Hello, darlings, it's Monday again, and here comes the weekly note~ Today, I want to recommend what I call the "Power of Reverse Persistence."
1#
Sometimes I find that the more I want to stick to something, the harder it becomes. As the saying goes, "Once you set a flag, it will fall."
For example, the " Challenge to Learn to Cook 100 Dishes That My Girlfriend Wants to Eat " flag I set last year, planned to complete in two years. But the reality is, I only learned 8 dishes in a year, leaving 92 dishes, which I estimate will take another 9 to 10 years to complete.
Another example is the " Start a New Day with a Little Sweat " flag I set recently, planning to wake up half an hour early every workday for exercise. But in October, I managed to exercise early 22 times, and by November, it dropped to just 13 times, with each session getting shorter.
2#
So what should I do? Should I easily give up?
My suggestion is to "give up." But not the big goal, rather the specific process I set for myself.
- Let's talk about "learning to cook." The big goal is actually to control my diet and enhance my sense of happiness by creating a homely atmosphere.
However, I added the task of filming short videos to the cooking process (if you're interested, you can check it out on my video account), which made it so that as a kitchen novice, I had to pay attention to camera angles and shooting perspectives while cooking, extending my cooking time by about an hour. After eating, I also had to prepare video editing, add captions, and do post-processing, which took at least another 2 hours.

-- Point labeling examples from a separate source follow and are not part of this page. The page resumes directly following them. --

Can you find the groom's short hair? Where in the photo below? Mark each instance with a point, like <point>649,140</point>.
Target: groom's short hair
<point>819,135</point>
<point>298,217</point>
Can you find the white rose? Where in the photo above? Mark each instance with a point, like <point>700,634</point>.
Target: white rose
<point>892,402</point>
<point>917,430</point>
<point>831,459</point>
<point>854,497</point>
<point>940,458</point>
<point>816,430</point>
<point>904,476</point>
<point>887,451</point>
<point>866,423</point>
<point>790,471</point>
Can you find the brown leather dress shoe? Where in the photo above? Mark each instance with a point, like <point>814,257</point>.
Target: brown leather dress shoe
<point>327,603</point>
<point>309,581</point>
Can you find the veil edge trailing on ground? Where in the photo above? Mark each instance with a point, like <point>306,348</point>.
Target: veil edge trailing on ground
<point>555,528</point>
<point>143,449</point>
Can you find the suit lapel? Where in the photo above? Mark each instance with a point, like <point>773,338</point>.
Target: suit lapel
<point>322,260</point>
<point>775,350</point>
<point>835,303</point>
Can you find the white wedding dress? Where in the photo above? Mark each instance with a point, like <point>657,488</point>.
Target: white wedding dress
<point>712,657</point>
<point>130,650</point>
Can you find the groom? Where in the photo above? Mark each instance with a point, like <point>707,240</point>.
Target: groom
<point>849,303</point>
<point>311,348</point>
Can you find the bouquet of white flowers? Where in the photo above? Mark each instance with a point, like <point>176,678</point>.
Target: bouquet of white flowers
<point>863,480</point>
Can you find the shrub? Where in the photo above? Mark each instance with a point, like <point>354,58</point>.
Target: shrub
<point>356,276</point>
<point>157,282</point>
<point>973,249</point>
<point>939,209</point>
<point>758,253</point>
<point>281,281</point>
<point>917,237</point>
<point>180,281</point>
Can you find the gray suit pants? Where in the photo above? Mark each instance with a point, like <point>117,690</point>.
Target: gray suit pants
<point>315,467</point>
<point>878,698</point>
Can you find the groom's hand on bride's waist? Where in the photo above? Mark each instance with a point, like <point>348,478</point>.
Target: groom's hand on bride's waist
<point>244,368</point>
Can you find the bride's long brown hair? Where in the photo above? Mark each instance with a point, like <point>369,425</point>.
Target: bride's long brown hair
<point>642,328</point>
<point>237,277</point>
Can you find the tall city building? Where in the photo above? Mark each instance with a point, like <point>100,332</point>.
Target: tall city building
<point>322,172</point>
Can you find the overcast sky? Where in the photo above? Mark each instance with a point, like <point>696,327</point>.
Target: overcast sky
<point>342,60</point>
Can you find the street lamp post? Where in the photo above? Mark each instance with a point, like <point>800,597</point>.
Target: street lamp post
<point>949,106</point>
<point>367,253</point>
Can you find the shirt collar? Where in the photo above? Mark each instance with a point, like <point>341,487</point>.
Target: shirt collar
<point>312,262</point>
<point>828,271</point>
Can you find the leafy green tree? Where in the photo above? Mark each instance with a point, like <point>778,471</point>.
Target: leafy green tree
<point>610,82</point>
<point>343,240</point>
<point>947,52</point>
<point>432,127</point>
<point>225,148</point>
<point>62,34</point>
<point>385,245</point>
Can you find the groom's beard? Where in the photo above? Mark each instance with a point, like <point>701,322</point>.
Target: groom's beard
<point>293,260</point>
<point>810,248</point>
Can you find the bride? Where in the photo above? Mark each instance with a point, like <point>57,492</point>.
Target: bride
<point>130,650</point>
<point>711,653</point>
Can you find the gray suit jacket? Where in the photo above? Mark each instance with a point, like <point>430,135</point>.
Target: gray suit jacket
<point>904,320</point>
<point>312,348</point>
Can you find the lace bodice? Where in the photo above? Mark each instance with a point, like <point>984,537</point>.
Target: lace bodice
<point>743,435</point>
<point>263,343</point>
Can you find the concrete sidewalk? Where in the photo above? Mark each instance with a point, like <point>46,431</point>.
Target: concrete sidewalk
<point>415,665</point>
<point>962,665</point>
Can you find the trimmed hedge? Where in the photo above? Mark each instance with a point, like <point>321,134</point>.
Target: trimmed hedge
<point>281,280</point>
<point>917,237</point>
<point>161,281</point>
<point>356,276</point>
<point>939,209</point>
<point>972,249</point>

At first, I could stick with it, probably because of the novelty of cooking and making videos. But gradually, I started to feel that the input-output ratio was too high, and just thinking about editing a 2-hour video made me feel overwhelmed. For a while, I preferred to eat out casually, and that was indeed the case.
Later, I adjusted the cooking process: first, I gave up the additional short video task, and second, I stopped buying raw ingredients and opted for pre-cut and pre-made meals (I really admire pre-made meals for handing over the most satisfying part to the user). I mentioned in Weekly Note #2 how to cook efficiently, managing to keep cooking time under 20 minutes.
After lowering the difficulty, it became very easy to stick to cooking on weekends, and I didn't deviate from our big goal.
- Now let's talk about "waking up early to exercise." The big goal is actually to promote going to bed early and relaxing my body.
The plans I chose on Kxxp were either for intense abs workouts or various burpees, and after finishing, it wasn't just a little sweat; I usually needed to take a shower.
At first, I could stick with it, probably due to the novelty and sense of achievement. But gradually, I began to feel that it was too time-consuming, taking about 40 minutes each time. For a while, I just woke up early but had no intention of exercising, and because I thought I would exercise the next morning, I had an excuse not to go to the gym that night (I really tricked myself there).
Later, I also adjusted the early morning exercise process: first, I shortened the workout time from 30 minutes to 15 minutes, and second, I changed the type of exercise from muscle gain and fat loss to gentle relaxation, such as shoulder, neck, and back stretches.
Surprisingly, my early morning workouts have returned to a normal frequency, and the big goals have been achieved one by one. Moreover, since the morning exercises are stretching and relaxation training, I had no excuse to skip the gym in the evening.
3#
This is what I recommend as the "Power of Reverse Persistence." For things we can't stick to, we can try to give up part of the process, lower the difficulty, or even take a break from persistence for a while; don't burden yourself too much.
Just like an iron pestle can be ground into a needle, compared to short-term grit, long-term gradual persistence can more effectively transform something hard to stick to into something easy to maintain.